Le « San Diego » repose à 51 m de profondeur sous un tumulus de 22 m de long sur 12 m de large et s'élève à 3 m au-dessus du fond. Plusieurs centaines de jarres, ainsi que six canons de bronze, émergent du tumulus et, vers l'avant du navire, deux ancres de grande taille gisent sur le sédiment.
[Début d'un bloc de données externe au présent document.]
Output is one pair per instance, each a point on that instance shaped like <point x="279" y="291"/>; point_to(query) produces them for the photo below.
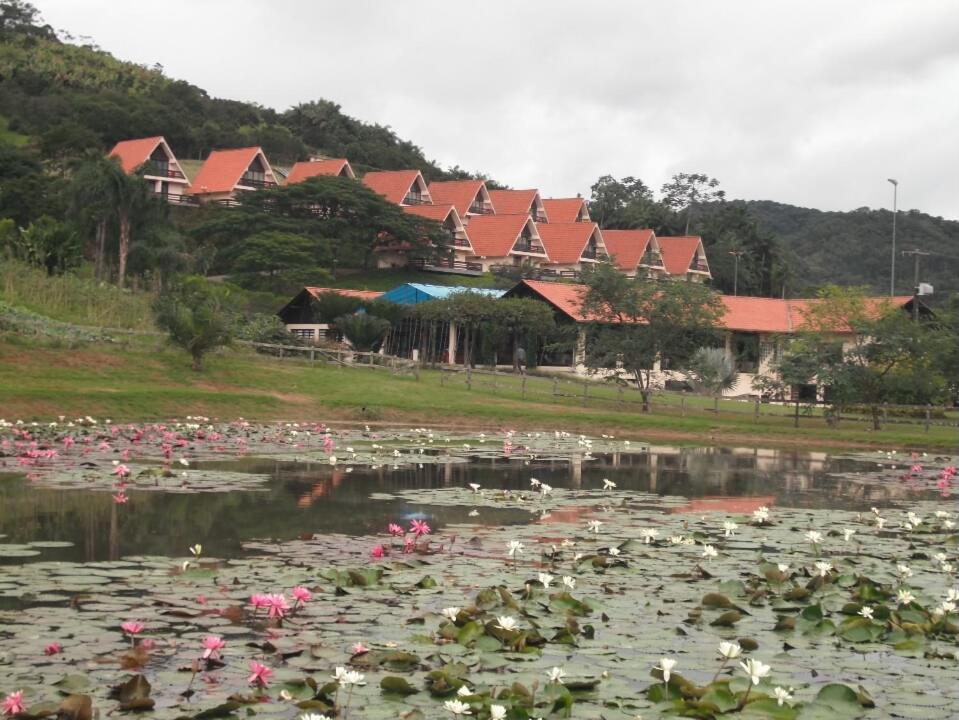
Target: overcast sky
<point x="813" y="103"/>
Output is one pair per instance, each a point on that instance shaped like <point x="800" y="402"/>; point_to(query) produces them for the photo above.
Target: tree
<point x="712" y="371"/>
<point x="365" y="332"/>
<point x="196" y="316"/>
<point x="688" y="189"/>
<point x="637" y="324"/>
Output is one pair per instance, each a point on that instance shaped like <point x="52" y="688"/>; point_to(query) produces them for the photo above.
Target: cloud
<point x="814" y="103"/>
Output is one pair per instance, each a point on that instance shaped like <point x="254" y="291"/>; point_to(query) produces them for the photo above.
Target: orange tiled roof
<point x="626" y="247"/>
<point x="391" y="184"/>
<point x="678" y="252"/>
<point x="223" y="170"/>
<point x="459" y="193"/>
<point x="133" y="153"/>
<point x="512" y="202"/>
<point x="359" y="294"/>
<point x="494" y="235"/>
<point x="315" y="168"/>
<point x="564" y="242"/>
<point x="564" y="209"/>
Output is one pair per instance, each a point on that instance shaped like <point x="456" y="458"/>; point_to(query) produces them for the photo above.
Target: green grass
<point x="143" y="379"/>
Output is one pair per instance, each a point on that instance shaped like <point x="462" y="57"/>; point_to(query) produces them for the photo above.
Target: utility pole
<point x="895" y="210"/>
<point x="916" y="254"/>
<point x="737" y="254"/>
Les fouilles commencent en février 1992. Elles mobilisent cinquante-deux personnes dont un directeur de fouille avec trois archéologues et deux assistants, un médecin, dix-huit plongeurs, cinq cinéastes. S'y ajoutent dix-sept marins répartis sur trois bateaux de support, l'« Osam Servicem », du type « supply », d'une longueur de 45 m et d'un tonnage de 736 tonnes, le catamaran « Kaimiloa » et un bateau navette de type pilotine, le « Cargo Lift » de 12 m. Le matériel utilisé est également considérable : un sous-marin « Smal » de 3 tonnes dans lequel deux personnes peuvent prendre place pour observer et diriger les fouilles ; des bulles, des compresseurs, des pompes, un caisson de décompression et des équipements de plongée sont à la disposition des chercheurs.
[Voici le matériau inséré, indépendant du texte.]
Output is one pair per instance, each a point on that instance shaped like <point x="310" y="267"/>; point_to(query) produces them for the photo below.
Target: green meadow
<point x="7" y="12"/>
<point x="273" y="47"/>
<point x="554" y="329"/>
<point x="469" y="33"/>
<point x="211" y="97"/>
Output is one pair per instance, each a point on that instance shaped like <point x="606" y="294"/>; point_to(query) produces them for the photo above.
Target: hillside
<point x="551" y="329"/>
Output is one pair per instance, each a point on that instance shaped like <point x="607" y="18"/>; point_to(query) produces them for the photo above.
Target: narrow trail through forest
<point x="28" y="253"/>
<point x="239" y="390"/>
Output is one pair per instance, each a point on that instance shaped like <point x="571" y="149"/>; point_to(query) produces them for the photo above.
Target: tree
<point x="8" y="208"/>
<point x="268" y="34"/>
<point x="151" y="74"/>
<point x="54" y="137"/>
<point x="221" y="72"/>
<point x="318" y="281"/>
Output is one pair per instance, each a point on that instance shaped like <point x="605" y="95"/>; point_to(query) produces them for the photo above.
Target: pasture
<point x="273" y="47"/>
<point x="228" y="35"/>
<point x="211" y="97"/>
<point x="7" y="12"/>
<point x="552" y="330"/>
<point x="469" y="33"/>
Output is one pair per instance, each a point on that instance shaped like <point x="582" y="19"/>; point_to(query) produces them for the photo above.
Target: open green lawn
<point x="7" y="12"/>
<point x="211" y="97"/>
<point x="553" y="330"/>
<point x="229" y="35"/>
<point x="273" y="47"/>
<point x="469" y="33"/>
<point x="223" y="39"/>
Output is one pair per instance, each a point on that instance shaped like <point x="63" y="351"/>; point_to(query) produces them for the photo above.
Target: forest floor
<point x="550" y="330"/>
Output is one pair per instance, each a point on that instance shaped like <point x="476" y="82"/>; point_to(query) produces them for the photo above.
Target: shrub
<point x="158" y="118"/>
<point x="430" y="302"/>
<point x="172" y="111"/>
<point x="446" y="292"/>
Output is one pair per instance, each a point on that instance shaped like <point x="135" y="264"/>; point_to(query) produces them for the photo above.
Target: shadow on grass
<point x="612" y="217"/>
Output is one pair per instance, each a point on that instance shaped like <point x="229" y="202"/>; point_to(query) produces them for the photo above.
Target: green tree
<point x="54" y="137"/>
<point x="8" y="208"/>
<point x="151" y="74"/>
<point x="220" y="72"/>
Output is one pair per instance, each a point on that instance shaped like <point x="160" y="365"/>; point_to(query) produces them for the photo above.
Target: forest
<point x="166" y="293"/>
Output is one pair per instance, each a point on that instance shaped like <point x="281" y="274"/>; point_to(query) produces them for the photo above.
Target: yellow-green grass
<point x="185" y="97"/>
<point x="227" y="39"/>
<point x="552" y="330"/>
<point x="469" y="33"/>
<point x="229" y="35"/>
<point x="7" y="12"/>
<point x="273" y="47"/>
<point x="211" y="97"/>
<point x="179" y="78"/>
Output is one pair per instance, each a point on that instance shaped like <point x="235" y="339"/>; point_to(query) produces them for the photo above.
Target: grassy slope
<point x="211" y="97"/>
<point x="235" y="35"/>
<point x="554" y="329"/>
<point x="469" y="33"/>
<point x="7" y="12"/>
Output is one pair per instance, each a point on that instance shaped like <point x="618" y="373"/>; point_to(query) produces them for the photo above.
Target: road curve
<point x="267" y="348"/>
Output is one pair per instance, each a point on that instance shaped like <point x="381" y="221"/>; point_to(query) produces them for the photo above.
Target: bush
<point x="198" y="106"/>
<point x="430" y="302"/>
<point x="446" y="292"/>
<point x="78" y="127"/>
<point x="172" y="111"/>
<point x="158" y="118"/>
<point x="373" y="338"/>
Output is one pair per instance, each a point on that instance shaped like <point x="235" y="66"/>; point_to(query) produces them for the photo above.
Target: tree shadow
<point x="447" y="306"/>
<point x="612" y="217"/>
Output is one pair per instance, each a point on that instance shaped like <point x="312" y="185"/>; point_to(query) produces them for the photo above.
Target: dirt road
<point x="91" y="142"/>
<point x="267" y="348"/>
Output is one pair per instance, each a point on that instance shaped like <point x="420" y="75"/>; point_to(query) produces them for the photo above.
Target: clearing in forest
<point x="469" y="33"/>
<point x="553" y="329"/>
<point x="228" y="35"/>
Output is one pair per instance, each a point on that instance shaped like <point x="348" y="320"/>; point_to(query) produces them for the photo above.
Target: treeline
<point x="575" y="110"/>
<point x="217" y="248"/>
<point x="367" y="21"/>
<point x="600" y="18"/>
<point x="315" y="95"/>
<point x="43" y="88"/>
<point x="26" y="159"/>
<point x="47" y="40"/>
Un des astrolabes les plus anciens
Méthodiquement, les explorateurs mettent en place un quadrillage de l'épave qui permettra une localisation précise. Les premières trouvailles enthousiasmèrent l'équipe : une tranchée initiale de sondage fit apparaître, sous 30 cm de sédiment, les vestiges du fond de carène — qui se révéla par la suite magnifiquement conservé avec sa quille et son safran — et un important ensemble de porcelaines bleues et blanches et de terres cuites. Dans une seconde étape, un petit canon de bronze finement sculpté fut dégagé vers l'avant, ainsi que des pièces de porcelaine typiques du règne de l'empereur Wanli, de la fin du XVIᵉ siècle.
À ce jour, plus de trois mille objets ont été inventoriés. Certains témoignent de la vie quotidienne des marins qui périrent là le 14 décembre 1600 : boucles de ceinture et de chaussures, boutons, accessoires usuels, épées, mousquets, casques, monnaies... Des porcelaines de Chine et des verres de Venise figurent dans l'inventaire. Une des plus grandes collections de jarres a été mise au jour : elles viennent de Chine, de Birmanie, d'Espagne, des Philippines et certaines contenaient encore des vestiges d'aliments.
Mais la découverte la plus remarquable fut faite en mars dernier : celle d'un astrolabe qui figure parmi les cinq plus anciens des soixante-quatre astrolabes de marine répertoriés dans le monde. Les fouilles se poursuivront en 1993. Les archéologues sous-marins pensent que d'heureuses surprises les attendent sous l'épaisse couche de ballast qui n'a pas encore été explorée.